The first jury is "stacked" - chosen from military men who fought against Britain down through the centuries (remember, the pilot "on trial" is a Brit - and his prosecutor turns out to be Abraham Farlan, who is stated in the movie to be the first casualty in the Revolutionary War. (I thought it was actually Crispus Attucks, but whatever). So there's an American Revolutionary, a Napoleonic-era Frenchman, a Russian from the Crimean war, an East Indian man, and a Chinese man (The Opium Wars, I presume). Oh, and there's an Irish airman - no explanation as to HIS resentment of the British need be given.
However, the new jury consists of a similar makeup: A Frenchman (chef), a Russian (looks like a forester), a Chinese man (a student or mathematician), an Irishman (police officer). (I think the Indian man might have been replaced by an African American man....). They all give their names and declare "American citizen" after it. (And yes, the film was made partly as a slightly propagandistic piece, but still...kind of an interesting touch.) .
Another interesting touch: the "Other World" scenes were shot in black-and-white, the scenes on earth, set in real time, were in color....the reverse of what you might expect but just surprising enough to be striking.

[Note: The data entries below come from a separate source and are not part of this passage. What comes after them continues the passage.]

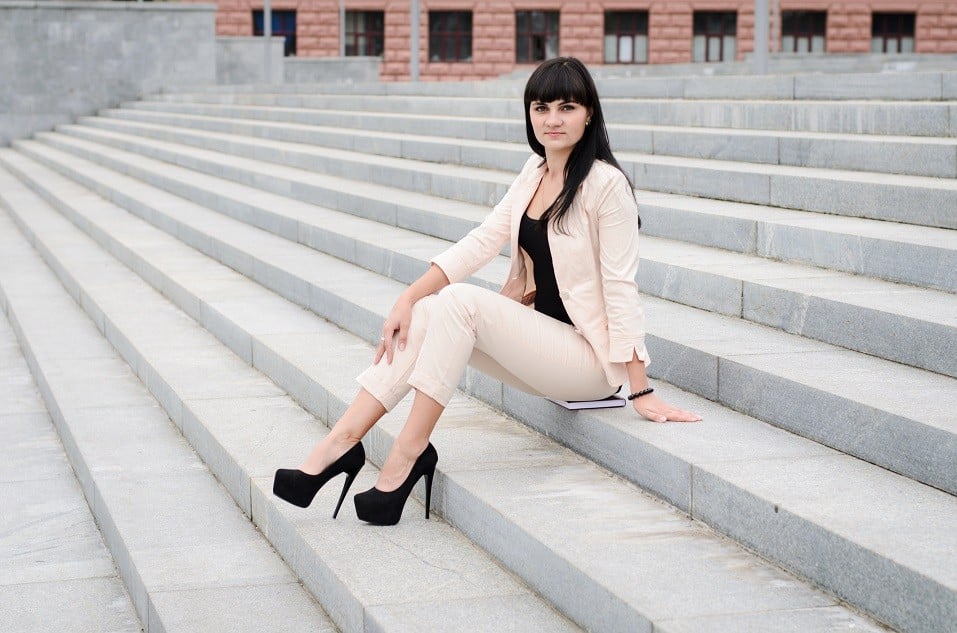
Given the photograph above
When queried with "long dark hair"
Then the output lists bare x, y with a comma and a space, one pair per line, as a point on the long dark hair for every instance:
567, 79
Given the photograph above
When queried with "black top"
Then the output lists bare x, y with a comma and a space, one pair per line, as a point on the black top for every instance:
535, 242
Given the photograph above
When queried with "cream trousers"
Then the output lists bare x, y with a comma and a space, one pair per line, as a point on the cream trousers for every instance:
467, 325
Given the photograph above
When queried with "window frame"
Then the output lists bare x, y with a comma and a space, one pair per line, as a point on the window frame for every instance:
460, 39
531, 33
289, 43
807, 24
888, 35
701, 17
369, 35
633, 30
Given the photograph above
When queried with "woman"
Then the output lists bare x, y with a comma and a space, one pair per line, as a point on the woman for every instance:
568, 323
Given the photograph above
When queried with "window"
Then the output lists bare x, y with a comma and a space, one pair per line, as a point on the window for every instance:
715, 36
536, 35
283, 24
626, 37
892, 33
365, 33
450, 36
803, 31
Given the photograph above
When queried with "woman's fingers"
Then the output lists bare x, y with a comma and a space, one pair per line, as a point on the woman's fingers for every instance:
657, 410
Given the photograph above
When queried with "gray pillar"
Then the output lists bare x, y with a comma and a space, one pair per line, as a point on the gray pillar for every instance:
760, 37
342, 28
414, 40
267, 38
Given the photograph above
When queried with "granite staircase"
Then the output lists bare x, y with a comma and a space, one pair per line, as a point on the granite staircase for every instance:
230, 255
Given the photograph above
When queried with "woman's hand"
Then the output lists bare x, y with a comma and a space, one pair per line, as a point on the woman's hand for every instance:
395, 330
655, 409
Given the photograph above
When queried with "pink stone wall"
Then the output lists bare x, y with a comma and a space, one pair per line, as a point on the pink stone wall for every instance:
670, 25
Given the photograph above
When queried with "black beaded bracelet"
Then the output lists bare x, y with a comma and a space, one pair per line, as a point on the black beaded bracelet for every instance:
643, 392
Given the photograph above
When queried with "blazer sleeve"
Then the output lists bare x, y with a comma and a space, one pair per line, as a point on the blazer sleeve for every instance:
618, 257
485, 241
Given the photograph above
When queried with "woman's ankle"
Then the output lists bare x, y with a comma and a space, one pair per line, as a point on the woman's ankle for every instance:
327, 451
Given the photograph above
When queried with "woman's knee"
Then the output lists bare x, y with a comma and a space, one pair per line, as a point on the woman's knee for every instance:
461, 294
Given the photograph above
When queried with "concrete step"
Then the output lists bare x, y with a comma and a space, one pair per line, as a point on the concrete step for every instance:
907, 199
666, 465
419, 577
937, 85
917, 156
188, 556
678, 575
917, 255
922, 256
798, 299
56, 574
908, 432
901, 118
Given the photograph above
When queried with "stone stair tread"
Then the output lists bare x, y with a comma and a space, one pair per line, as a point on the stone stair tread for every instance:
917, 118
934, 308
728, 330
153, 107
857, 227
270, 170
241, 422
139, 502
484, 174
663, 539
739, 446
51, 551
454, 142
867, 247
912, 199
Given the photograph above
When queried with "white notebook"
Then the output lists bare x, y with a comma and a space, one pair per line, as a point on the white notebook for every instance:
605, 403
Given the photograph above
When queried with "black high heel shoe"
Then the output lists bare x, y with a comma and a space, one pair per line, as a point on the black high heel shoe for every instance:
385, 508
299, 488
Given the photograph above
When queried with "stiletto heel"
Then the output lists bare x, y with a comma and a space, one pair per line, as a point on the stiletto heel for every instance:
350, 477
385, 508
428, 491
299, 488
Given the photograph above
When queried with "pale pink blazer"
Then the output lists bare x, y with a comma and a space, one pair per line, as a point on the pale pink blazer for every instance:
595, 261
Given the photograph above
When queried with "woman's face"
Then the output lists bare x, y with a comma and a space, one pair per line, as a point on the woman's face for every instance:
558, 125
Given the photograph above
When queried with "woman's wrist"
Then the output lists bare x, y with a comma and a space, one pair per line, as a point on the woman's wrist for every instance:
641, 392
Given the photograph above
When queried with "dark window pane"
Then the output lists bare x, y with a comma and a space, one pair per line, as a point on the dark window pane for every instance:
536, 35
450, 36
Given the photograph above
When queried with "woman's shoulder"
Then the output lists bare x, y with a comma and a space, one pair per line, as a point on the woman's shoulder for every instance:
604, 177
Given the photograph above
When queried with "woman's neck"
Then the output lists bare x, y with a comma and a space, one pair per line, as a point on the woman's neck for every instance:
555, 163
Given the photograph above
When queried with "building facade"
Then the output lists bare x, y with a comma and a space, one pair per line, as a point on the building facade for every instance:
461, 39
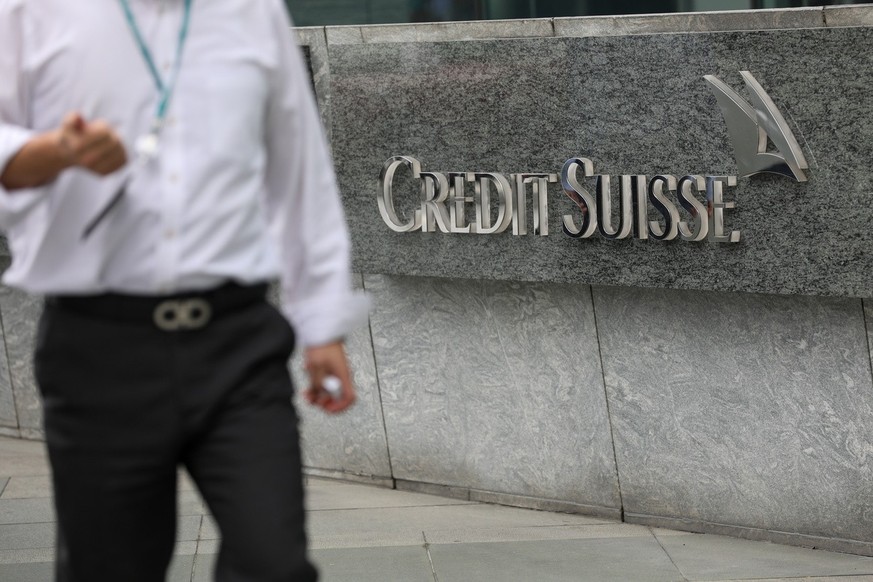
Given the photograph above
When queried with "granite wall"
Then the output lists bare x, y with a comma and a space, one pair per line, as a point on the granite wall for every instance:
719, 388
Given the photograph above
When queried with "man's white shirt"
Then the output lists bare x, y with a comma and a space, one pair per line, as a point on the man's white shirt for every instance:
242, 187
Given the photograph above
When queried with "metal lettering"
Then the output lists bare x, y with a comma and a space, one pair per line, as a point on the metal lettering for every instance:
714, 194
435, 192
581, 197
604, 208
457, 212
695, 208
540, 195
665, 206
386, 194
483, 181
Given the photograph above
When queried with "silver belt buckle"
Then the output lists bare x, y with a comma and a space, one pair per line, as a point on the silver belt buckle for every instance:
179, 314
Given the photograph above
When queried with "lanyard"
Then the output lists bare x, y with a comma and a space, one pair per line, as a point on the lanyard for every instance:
165, 88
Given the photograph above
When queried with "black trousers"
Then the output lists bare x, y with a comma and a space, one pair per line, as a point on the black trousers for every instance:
125, 403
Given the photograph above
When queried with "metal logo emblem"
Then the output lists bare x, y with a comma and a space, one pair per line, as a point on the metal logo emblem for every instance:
751, 125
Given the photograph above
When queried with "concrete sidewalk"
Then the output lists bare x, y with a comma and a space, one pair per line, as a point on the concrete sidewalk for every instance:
362, 534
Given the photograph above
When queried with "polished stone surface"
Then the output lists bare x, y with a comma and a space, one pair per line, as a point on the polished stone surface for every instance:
353, 442
741, 409
634, 105
20, 313
493, 386
314, 44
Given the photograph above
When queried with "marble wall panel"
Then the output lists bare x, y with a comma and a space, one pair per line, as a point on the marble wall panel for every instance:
634, 105
20, 313
353, 442
689, 22
741, 409
494, 386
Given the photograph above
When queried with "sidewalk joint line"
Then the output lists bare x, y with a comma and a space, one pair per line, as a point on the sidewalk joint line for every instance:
606, 399
666, 553
9, 374
378, 381
429, 557
868, 332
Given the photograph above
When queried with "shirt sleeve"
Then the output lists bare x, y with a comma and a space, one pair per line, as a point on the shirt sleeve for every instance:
14, 132
303, 202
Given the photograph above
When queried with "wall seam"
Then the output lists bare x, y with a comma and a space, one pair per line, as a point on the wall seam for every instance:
867, 337
9, 373
379, 391
606, 398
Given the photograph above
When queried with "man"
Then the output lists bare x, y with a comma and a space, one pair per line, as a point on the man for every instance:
160, 161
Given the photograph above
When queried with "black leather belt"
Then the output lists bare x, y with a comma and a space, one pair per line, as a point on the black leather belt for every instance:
183, 311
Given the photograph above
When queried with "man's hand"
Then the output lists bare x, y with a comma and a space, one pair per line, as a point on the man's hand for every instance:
92, 145
323, 361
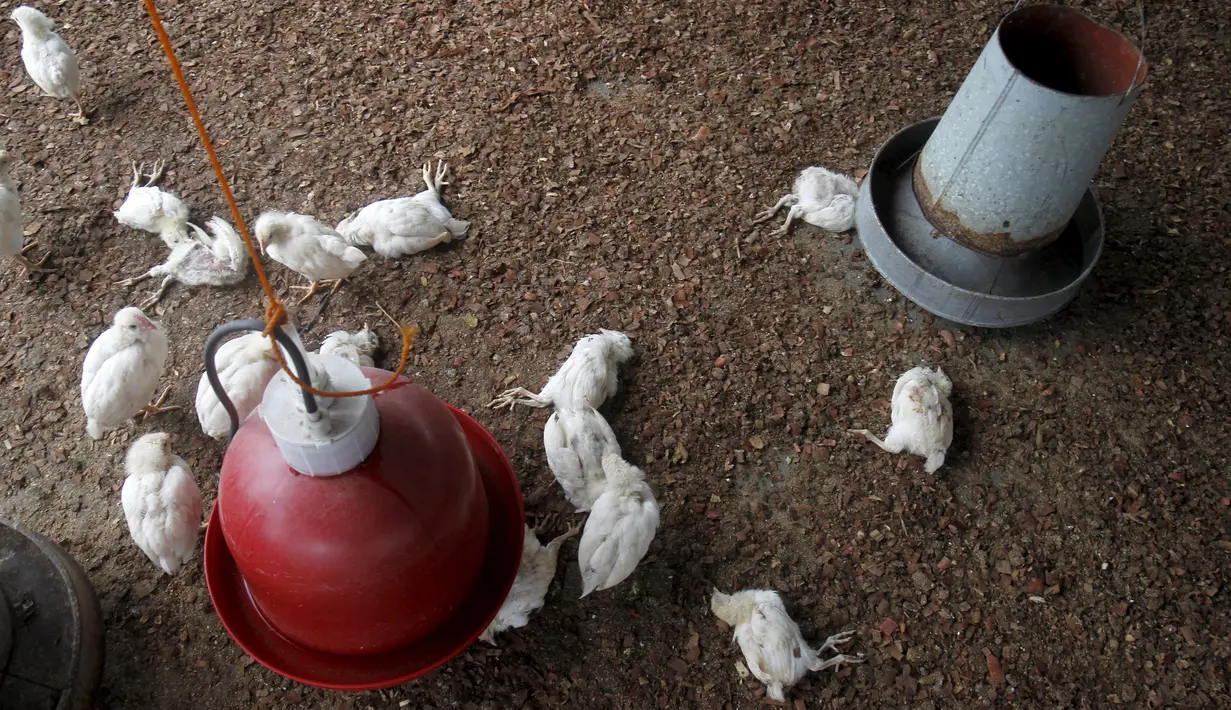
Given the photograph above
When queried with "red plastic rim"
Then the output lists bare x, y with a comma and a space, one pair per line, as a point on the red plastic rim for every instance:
270, 649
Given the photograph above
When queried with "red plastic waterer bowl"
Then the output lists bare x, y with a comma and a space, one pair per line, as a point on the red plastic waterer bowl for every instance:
373, 544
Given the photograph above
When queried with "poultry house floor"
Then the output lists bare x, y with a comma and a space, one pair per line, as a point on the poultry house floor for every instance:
1074, 550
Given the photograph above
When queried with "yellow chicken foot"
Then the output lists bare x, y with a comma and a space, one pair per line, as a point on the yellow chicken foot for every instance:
156, 405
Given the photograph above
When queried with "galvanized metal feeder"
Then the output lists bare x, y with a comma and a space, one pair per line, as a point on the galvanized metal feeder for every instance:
985, 217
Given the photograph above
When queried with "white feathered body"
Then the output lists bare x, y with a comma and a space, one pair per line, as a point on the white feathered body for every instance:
307, 246
403, 225
922, 415
619, 529
531, 585
158, 212
48, 59
576, 442
773, 647
121, 370
161, 502
826, 198
358, 347
591, 373
11, 236
245, 366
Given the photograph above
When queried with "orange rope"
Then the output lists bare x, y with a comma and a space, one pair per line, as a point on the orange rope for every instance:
275, 313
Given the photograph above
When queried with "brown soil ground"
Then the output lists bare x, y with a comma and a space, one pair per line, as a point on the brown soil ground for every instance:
609, 158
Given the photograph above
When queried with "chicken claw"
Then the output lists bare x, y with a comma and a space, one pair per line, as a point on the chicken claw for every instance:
156, 405
836, 640
517, 396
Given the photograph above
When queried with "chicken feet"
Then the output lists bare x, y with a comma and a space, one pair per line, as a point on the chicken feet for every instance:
442, 170
28, 267
156, 405
315, 286
891, 447
79, 116
518, 396
142, 179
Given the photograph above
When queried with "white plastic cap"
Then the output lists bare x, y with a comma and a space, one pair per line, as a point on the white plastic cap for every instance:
345, 430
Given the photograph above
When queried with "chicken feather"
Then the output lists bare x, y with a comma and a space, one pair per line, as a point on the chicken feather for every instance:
773, 647
161, 502
619, 529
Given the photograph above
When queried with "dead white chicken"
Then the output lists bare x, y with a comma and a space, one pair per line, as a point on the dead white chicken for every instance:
245, 366
48, 59
587, 378
121, 372
531, 585
358, 347
922, 417
773, 647
161, 502
619, 529
11, 235
821, 198
153, 209
307, 247
406, 224
216, 259
576, 442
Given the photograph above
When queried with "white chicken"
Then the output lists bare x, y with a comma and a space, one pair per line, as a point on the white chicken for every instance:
11, 235
121, 372
531, 585
821, 198
358, 347
48, 59
619, 528
922, 417
153, 209
245, 366
217, 259
587, 378
307, 247
576, 442
773, 647
406, 224
161, 502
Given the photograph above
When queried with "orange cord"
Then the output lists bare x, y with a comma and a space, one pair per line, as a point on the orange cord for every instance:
275, 313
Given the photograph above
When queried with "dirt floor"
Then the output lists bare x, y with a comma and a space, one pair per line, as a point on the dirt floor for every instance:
1074, 550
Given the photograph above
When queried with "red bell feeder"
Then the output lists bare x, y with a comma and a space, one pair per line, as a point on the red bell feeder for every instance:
358, 542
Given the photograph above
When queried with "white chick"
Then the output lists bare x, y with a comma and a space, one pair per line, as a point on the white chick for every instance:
358, 347
245, 366
161, 502
576, 442
153, 209
821, 198
587, 378
619, 528
307, 247
217, 259
531, 585
121, 372
406, 224
773, 647
11, 236
922, 417
48, 59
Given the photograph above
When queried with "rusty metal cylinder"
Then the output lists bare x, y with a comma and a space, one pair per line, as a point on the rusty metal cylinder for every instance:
1019, 144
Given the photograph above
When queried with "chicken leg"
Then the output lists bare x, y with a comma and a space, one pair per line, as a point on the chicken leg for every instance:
79, 117
891, 447
787, 201
518, 396
156, 405
28, 267
442, 170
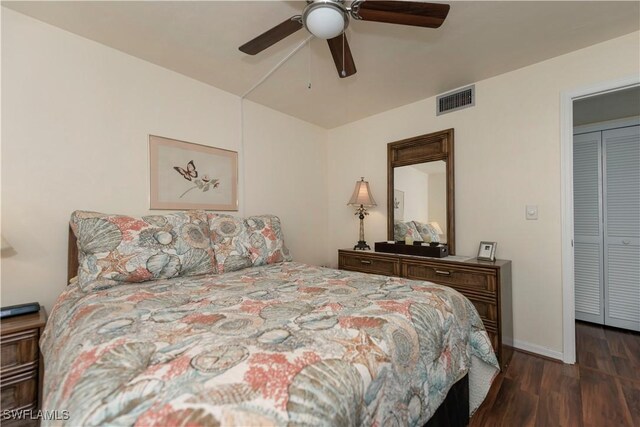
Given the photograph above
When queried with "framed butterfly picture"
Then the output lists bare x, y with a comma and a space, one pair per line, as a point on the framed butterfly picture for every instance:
192, 176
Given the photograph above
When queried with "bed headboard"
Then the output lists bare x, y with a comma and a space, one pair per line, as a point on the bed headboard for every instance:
72, 256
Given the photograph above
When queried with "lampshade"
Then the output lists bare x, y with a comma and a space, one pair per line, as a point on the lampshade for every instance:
5, 245
362, 195
436, 227
325, 19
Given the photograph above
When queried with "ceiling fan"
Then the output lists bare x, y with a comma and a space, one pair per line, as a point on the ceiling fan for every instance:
328, 19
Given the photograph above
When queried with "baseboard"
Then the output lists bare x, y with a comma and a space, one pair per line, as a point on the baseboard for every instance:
537, 349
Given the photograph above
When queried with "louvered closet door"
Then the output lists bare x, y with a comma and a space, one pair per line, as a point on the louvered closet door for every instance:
588, 236
622, 227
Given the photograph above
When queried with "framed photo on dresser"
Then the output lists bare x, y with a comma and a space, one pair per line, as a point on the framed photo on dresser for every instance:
487, 251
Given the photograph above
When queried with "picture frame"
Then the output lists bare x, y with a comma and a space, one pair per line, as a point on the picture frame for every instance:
487, 251
184, 175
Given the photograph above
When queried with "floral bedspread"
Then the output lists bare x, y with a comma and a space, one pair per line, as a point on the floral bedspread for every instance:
284, 344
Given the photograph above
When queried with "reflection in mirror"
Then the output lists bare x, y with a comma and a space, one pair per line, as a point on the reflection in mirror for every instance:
420, 202
420, 190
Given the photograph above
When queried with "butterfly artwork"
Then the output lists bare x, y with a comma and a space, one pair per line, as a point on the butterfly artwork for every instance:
188, 173
184, 175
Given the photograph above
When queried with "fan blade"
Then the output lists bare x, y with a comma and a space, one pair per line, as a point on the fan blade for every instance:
272, 36
430, 15
335, 45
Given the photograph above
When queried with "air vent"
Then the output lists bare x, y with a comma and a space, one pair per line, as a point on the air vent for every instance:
456, 100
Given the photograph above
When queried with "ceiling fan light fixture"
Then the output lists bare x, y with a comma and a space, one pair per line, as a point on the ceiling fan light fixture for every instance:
325, 19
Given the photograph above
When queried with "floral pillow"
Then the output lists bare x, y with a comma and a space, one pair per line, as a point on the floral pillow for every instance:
113, 248
402, 230
266, 241
428, 233
229, 237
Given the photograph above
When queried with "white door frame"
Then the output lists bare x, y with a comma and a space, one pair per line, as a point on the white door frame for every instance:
566, 194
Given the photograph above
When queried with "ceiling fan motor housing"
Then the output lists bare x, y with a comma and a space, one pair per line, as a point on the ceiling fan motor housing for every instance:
325, 19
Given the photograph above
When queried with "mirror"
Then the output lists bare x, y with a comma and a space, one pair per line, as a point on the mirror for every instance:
420, 189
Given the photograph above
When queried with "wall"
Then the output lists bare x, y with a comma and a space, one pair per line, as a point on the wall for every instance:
76, 116
507, 154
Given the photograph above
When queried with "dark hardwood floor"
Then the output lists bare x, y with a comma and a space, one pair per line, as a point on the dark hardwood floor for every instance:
601, 389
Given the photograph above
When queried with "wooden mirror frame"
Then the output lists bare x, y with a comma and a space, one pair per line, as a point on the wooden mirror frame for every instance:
421, 149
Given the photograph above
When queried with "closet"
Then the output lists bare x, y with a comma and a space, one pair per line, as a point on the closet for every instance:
606, 188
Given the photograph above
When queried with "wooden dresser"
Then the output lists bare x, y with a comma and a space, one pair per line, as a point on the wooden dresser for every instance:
22, 367
487, 284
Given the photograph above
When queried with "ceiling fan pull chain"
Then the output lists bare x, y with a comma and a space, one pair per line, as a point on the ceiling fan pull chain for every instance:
309, 49
344, 72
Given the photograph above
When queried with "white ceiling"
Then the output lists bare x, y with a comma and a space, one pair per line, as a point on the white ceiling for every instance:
396, 64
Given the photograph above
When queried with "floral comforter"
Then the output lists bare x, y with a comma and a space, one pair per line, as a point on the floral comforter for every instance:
285, 344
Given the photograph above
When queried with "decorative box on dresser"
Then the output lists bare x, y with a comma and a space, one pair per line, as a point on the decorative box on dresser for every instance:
22, 367
486, 284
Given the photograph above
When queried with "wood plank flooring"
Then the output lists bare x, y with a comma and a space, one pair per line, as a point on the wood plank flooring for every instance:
602, 389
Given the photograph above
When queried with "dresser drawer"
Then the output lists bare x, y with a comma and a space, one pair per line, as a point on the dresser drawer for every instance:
458, 277
19, 390
367, 263
486, 309
19, 352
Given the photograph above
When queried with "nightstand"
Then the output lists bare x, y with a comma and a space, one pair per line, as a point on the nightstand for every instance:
22, 367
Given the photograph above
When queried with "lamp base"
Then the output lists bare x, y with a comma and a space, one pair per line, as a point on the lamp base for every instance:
362, 245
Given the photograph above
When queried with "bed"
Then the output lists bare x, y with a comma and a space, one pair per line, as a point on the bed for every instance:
282, 343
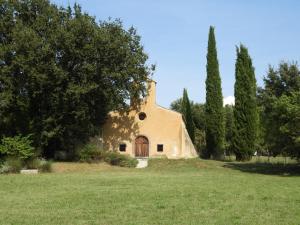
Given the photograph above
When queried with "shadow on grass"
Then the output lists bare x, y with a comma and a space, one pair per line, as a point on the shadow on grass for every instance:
266, 168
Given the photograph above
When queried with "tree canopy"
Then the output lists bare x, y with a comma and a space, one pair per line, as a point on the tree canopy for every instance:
215, 132
280, 103
245, 110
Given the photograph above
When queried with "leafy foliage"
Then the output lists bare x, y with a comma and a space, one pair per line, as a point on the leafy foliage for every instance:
187, 115
245, 110
214, 103
17, 147
117, 159
280, 103
90, 153
61, 72
12, 165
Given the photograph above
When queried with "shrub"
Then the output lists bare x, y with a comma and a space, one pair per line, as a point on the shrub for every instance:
117, 159
45, 166
90, 153
17, 147
33, 163
4, 168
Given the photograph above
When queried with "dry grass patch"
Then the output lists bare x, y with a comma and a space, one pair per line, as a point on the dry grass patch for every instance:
74, 167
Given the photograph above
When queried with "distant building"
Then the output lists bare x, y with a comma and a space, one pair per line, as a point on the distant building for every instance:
148, 130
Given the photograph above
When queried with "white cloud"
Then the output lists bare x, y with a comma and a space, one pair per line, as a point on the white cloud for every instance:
229, 100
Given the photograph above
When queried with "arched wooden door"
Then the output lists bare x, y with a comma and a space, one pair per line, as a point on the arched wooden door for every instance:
141, 147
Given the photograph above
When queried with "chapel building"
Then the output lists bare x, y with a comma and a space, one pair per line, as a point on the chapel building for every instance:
148, 130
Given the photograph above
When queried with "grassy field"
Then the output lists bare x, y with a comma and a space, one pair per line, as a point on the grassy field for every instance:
167, 192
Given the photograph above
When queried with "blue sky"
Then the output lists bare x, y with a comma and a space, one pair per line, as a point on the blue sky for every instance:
174, 34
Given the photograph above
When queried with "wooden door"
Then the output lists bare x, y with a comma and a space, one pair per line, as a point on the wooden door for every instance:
141, 147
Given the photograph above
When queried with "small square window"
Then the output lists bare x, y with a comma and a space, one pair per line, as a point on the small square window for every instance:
160, 148
122, 148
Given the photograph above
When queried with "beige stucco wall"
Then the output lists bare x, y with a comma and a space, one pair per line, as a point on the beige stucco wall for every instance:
161, 126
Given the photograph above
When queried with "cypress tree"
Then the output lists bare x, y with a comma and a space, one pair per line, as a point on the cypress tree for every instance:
187, 114
245, 110
215, 131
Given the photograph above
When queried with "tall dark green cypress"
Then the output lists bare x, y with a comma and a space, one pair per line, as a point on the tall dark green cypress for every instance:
245, 110
215, 130
187, 114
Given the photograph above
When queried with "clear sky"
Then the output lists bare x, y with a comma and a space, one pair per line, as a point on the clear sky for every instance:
174, 34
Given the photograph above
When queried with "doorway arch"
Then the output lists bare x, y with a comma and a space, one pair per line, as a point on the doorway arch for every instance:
141, 146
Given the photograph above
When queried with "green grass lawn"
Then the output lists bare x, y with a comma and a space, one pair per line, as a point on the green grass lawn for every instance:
167, 192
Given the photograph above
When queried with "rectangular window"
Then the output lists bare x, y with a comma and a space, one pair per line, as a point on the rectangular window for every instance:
122, 148
160, 148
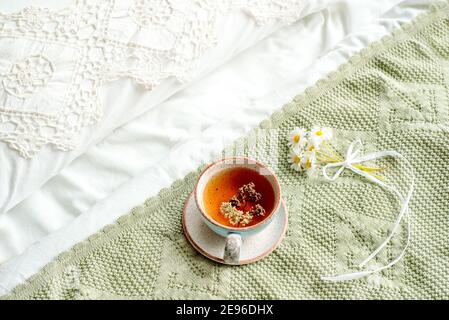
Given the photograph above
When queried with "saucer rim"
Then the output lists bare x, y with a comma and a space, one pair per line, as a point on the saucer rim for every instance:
220, 260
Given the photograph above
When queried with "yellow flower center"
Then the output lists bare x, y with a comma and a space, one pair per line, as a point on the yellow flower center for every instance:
296, 138
308, 163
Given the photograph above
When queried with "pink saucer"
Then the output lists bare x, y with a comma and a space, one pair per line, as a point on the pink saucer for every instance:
211, 245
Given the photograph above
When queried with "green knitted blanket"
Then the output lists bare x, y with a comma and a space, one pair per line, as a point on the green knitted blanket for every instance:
392, 95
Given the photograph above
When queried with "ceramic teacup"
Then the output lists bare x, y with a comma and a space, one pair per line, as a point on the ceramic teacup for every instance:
235, 235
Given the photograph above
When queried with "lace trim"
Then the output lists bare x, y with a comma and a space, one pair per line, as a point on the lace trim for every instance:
53, 62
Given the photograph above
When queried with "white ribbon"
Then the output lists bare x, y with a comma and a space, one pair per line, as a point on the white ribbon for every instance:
351, 159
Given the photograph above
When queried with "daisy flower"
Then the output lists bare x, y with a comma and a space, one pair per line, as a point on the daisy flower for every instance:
309, 161
298, 138
295, 160
318, 135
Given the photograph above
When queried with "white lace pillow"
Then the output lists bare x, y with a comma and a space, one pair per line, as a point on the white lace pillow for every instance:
59, 70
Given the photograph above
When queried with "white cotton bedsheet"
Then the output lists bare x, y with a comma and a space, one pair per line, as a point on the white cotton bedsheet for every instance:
164, 144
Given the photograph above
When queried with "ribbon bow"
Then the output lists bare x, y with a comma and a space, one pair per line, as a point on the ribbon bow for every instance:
352, 157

And yeah, the film does have that underlying, "We Yanks and you Brits (or We Brits and you Yanks) aren't that different after all" instructive tone. And it does become rather sentimental toward the end. But still, it was a very interesting movie. (And it left open the question, or at least I thought it did, of whether what the pilot experienced was actual reality, or if his "visions" were the result of a brain injury - which he was being operated on for during the trial scene. And the heavenly "judge" (not God, not St. Peter - just an anonymous judge) and the brain surgeon were played by the same actor, and obviously so (the surgeon takes off his mask at the very end, and you can see the distinctive shape of his nose).